If the programs are dishonest or corrupt, of course they should not be supported. But, assuming that honest and reliable microfinance operations/programs are identified, is the microfinance industry a good thing or not, and in which situations?
From my point of view, what should be avoided are those cultures where the microfinance loans cushion the recipients from the essential dysfunction of their societies and thereby encourage avoidance of changes and fixes for those dysfunctions. That would include Islamic societies.
However,for example, it seems to me a good thing for a coffee growing cooperative in Costa Rica to be helped with loans (not gifts). Costa Rica is a relatively mellow and democratic place and if the cooperative members are successful, they are less likely to decide to become illegal migrants...
20 Feb 2011
Mary Jackson
I am curious what people here think about microfinance loans provided or financed in some fashion by individuals in the West to, presumably, individuals and cooperatives in underdeveloped countries.

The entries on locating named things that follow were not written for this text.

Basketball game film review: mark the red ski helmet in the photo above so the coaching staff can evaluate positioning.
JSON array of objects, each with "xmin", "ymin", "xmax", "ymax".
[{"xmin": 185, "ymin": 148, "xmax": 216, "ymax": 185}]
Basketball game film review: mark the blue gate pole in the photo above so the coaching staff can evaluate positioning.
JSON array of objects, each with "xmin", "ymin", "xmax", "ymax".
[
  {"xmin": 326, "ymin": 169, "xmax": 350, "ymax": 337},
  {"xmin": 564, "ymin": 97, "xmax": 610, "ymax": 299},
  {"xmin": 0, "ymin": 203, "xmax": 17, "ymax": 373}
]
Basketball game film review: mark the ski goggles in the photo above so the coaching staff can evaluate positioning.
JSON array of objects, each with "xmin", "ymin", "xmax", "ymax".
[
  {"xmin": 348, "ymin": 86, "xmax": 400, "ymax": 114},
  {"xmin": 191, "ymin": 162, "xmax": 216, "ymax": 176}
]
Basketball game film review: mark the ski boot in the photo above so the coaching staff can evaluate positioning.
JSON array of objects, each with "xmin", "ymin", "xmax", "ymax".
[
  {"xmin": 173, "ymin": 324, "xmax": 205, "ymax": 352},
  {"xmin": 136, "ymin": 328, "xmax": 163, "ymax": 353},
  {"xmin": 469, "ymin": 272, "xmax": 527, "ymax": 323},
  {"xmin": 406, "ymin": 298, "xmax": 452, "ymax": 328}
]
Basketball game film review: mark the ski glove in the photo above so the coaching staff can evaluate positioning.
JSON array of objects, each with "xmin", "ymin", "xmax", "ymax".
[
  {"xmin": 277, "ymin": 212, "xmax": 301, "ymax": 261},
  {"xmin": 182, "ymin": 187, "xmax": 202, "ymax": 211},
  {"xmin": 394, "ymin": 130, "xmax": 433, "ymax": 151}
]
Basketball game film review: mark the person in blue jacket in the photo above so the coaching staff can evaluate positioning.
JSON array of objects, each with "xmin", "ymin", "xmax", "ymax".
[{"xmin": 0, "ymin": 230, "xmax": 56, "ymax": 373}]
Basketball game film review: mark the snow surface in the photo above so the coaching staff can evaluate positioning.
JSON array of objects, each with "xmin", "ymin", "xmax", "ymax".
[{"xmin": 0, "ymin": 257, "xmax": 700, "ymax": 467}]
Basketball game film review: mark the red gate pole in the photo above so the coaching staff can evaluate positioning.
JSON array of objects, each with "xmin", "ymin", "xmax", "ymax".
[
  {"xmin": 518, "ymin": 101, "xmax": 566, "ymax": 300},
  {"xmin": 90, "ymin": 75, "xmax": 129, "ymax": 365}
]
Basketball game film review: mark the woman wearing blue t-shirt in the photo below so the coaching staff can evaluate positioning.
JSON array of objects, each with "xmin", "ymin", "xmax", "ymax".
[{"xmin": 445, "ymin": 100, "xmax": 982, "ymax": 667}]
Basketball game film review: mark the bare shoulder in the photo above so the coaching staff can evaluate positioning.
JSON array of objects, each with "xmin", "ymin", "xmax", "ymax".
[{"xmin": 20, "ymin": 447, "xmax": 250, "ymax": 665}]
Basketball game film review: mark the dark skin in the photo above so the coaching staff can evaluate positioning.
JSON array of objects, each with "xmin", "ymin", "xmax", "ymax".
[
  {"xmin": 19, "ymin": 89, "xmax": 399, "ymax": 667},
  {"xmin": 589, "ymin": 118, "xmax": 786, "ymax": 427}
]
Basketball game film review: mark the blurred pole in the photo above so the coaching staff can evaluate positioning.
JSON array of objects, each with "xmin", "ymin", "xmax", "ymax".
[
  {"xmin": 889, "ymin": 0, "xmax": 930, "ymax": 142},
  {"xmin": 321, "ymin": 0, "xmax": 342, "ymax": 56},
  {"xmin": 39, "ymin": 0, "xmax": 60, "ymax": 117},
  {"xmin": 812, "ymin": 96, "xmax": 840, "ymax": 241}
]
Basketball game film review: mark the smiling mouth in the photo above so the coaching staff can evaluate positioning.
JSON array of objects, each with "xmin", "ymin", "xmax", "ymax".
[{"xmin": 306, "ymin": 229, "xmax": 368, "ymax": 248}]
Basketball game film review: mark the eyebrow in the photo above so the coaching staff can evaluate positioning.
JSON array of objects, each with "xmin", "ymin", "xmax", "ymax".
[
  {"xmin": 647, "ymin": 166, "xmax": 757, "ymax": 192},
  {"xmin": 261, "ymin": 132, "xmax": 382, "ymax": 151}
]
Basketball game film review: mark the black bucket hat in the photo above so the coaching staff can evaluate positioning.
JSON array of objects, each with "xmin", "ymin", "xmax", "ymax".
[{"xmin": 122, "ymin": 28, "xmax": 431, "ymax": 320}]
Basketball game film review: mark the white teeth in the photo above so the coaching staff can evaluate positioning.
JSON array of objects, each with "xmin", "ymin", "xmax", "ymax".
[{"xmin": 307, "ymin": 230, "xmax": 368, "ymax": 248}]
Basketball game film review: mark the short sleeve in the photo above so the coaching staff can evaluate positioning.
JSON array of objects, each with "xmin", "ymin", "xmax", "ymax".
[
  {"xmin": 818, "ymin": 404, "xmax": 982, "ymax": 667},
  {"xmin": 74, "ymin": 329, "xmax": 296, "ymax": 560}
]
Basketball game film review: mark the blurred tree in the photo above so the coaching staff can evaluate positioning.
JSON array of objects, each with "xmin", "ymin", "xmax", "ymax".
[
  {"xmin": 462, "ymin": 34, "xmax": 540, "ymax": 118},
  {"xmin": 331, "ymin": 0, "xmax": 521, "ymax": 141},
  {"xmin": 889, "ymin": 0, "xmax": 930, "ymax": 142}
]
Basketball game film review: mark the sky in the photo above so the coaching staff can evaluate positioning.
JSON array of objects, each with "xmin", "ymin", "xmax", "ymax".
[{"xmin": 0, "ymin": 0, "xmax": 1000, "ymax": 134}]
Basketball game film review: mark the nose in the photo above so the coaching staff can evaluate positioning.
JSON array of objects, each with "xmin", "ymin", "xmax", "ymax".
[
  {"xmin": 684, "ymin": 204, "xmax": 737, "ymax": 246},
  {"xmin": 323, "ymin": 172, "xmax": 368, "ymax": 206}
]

Can't speak for anyone else here, but I'm in favour, provided these are indeed loans not just aid and provided they go to individuals not governments or corrupt UN NGOs.

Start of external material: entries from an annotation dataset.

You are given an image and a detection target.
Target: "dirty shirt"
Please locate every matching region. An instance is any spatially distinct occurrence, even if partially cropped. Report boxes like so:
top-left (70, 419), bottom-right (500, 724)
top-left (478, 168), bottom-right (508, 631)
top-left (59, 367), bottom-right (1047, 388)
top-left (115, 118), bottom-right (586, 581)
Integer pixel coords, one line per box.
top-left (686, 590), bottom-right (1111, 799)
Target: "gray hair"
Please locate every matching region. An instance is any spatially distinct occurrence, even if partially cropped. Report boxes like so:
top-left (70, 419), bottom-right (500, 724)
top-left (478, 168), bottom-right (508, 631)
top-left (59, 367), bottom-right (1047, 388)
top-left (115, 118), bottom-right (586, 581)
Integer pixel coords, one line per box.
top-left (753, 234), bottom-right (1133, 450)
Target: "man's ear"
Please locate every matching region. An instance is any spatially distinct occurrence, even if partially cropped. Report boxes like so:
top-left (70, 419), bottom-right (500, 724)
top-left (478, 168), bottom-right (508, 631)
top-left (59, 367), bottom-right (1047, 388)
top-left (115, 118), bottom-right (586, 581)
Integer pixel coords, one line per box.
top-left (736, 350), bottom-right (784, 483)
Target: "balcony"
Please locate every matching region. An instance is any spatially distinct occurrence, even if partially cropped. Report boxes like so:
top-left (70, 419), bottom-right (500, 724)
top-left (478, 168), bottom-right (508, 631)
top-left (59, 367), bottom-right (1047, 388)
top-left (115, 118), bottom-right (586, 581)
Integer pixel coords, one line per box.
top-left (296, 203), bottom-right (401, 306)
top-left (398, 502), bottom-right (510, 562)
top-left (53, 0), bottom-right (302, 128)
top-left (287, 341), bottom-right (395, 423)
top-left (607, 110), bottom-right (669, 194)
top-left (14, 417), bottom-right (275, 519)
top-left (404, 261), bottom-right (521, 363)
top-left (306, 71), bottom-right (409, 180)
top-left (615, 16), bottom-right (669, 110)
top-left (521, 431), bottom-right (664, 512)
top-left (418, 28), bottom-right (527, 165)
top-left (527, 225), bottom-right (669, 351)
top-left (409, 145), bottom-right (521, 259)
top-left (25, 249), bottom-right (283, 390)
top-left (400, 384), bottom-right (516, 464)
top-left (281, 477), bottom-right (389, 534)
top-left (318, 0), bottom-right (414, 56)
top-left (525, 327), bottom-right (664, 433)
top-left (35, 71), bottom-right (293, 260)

They appear to have been successful, with a low default rate, where they've been tried. I understand that women in India and Bangladesh have taken them up and started their own businesses, which can't be a bad thing, especially if it makes them independent of their menfolk and less likely to breed like rabbits. Independent women controlling their fertility is un-Islamic , as indeed are loans, so that can't be a bad thing either.
20 Feb 2011
Christina McIntosh
I support the Barnabas Fund. They work to help poor Christians in 1. Muslim-majority countries and 2. non-Muslim African countries, and certain other poor countries, presently majority non-Muslim, where Islam is encroaching fast and where oil-funded Islam is essentially bribing people. They do very small-scale stuff, with a focus on skills that enable a person to become independent, or to increase local productivity in ways that don't depend on expensive outside props - google 'Farming God's Way' to see what I mean. And while they're doing the aid they also warn people about Islam and what it *really* does and teaches...they teach local pastors about the glaring differences between Christianity and Islam, so that people won't be taken in by the sort of fake blandishments that Muslim dawa artists use in places where they (the Muslims) aren't yet strong enough to openly use threats and violence.

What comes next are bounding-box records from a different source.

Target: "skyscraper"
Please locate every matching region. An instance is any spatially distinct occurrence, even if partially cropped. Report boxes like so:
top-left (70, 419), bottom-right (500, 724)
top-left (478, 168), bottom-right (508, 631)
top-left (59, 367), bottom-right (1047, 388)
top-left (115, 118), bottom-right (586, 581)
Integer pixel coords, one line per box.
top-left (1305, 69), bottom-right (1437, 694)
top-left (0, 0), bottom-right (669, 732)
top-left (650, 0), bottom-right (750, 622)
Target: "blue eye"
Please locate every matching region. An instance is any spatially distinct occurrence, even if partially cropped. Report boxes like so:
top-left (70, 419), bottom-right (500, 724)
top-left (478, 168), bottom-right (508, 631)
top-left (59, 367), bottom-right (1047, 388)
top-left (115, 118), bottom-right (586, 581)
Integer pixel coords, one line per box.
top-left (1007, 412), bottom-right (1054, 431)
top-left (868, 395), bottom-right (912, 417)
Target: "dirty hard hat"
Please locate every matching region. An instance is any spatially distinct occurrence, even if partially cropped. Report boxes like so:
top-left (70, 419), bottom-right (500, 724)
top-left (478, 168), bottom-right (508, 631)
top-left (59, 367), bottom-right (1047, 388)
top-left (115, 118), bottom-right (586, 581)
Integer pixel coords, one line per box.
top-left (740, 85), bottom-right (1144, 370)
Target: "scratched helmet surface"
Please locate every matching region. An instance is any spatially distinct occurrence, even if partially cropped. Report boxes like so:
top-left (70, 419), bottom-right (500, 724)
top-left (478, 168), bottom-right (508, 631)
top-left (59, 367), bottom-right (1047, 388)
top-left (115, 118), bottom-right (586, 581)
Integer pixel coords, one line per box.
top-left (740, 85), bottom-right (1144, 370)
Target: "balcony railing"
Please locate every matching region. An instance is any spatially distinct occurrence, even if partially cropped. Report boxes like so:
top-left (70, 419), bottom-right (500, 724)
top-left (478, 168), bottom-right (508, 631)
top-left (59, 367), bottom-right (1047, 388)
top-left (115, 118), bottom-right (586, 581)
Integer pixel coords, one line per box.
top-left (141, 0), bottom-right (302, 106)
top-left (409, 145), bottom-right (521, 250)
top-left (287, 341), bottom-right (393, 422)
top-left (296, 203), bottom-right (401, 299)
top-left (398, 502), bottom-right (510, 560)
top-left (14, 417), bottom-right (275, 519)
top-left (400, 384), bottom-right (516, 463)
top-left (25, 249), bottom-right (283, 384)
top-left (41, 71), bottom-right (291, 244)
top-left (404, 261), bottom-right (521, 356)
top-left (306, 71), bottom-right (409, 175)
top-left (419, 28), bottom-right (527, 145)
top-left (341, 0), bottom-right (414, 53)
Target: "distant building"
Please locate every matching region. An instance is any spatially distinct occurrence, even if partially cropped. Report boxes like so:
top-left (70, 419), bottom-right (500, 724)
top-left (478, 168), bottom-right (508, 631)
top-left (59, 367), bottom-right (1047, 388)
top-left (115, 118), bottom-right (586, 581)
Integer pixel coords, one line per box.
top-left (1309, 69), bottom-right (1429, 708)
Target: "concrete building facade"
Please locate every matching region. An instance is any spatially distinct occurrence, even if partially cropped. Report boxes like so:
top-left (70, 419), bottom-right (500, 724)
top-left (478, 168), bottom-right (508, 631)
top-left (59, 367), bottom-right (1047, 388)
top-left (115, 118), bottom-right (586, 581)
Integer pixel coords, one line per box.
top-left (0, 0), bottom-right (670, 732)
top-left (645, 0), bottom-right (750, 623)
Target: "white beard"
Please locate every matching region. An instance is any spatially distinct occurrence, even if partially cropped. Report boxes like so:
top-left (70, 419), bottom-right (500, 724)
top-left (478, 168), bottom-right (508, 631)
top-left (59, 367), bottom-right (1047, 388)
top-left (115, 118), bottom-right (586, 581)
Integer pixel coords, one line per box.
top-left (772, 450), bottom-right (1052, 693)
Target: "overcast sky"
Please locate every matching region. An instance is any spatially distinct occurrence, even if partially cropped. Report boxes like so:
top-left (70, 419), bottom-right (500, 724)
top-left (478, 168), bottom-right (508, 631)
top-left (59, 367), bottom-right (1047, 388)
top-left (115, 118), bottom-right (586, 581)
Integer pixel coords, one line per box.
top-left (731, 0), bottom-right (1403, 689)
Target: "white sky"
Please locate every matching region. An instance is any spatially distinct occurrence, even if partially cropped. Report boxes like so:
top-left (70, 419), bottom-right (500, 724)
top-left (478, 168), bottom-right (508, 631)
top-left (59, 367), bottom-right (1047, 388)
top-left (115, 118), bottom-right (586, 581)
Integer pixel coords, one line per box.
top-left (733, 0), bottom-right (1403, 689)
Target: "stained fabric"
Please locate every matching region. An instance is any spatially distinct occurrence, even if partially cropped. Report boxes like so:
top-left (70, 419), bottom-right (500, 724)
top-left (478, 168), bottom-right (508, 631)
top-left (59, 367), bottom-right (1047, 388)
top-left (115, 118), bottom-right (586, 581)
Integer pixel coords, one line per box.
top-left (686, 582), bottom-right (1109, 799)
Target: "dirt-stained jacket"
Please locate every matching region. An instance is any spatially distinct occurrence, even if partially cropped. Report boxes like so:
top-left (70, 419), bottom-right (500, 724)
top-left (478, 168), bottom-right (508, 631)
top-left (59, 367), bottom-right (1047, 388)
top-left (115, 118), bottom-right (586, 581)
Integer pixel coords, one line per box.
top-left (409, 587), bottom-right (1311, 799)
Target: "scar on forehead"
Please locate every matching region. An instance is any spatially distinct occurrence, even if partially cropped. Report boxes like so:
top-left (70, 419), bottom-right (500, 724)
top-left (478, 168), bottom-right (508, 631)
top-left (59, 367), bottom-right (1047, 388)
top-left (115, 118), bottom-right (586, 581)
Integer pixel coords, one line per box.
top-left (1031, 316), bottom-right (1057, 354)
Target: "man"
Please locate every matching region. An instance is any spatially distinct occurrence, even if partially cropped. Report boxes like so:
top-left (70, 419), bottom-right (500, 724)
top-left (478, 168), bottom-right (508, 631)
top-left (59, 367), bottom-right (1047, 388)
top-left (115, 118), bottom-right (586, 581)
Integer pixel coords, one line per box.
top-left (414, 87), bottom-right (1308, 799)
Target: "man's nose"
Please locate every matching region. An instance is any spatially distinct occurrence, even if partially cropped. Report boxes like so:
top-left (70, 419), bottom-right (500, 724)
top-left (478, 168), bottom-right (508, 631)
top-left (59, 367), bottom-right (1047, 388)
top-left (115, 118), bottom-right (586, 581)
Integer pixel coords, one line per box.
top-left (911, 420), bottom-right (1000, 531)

The other body I respect (and that I belong to) is the Mothers' Union, an Anglican volunteer organisation for women, over a century old, with branches in all countries where there is an Anglican Christian presence. They have a huge membership in Africa, and also in Melanesia (e.g. Papua New Guinea) and what they do is very practical and smart, down at ground level, and yet on an extraordinary scale once one starts adding it all up. (If you want to get an idea of what many Mothers Union people, not only in the Third World but in the First World are like, think Dorcas/ Tabitha in the book of Acts).
20 Feb 2011
Mary Jackson
I support the Barnabas Fund too, and various other overseas charities (e.g. Help the Aged) that have small-scale, local operations.
My "rule" relates to government aid rather than individual support for charities. It isn't the government's business to effectively force taxpayers to pay for a new Mecedes for an African despot.